I don’t know the author but I’ve also seen it as ” I love my country, it’s the government I’m afraid of. God bless America.”
I will be delighted to answer your questions when they are presented in writing for review by my attorney to assure my efforts are complete and accurate in every detail.
Thank you for giving me the opportunity to help the police in this serious matter.
Frank,
Yep….. If I recall… Wasn’t Miranda shot in a Bar?
For your last statement I’ve seen it before…. Can you tell me who originally said it….

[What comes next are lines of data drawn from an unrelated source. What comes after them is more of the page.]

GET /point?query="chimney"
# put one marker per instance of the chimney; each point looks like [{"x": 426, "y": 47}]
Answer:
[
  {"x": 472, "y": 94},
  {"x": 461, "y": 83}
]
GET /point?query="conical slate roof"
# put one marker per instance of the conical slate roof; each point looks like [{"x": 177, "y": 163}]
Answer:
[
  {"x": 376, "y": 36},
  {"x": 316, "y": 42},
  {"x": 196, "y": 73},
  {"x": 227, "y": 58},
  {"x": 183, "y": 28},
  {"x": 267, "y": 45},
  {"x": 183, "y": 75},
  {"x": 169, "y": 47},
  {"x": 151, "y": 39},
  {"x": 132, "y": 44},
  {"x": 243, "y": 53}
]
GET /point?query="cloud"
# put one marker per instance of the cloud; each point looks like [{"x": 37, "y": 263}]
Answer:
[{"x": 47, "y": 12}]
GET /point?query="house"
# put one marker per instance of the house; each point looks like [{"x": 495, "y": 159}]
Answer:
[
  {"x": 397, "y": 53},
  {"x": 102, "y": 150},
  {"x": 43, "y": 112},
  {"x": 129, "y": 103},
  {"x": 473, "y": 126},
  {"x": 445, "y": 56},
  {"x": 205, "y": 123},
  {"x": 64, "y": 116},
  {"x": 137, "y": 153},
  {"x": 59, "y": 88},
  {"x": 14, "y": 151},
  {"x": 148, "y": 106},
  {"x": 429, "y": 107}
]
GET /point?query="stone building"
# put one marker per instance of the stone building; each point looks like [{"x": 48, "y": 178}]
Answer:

The concept of “Miranda rights” was enshrined in U.S. law following the 1966 Miranda v. Arizona Supreme Court decision, which found that the Fifth and Sixth Amendment rights of Ernesto Arturo Miranda had been violated during his arrest and trial for domestic violence. (Miranda was subsequently retried and convicted.)
The Supreme Court did not specify the exact wording to use when informing a suspect of his/her rights. However, the Court did create a set of guidelines that must be followed. The ruling states:
…The person in custody must, prior to interrogation, be clearly informed that he/she has the right to remain silent, and that anything the person says will be used against that person in court; the person must be clearly informed that he/she has the right to consult with an attorney and to have that attorney present during questioning, and that, if he/she is indigent, an attorney will be provided at no cost to represent him/her.
Fast forward from 1966 to 2013, WOW! This opinion hardly made nation news. It certainly is a new legal world as now seen by the Supremes!
“I love my country, it’s the government I’m afraid of.”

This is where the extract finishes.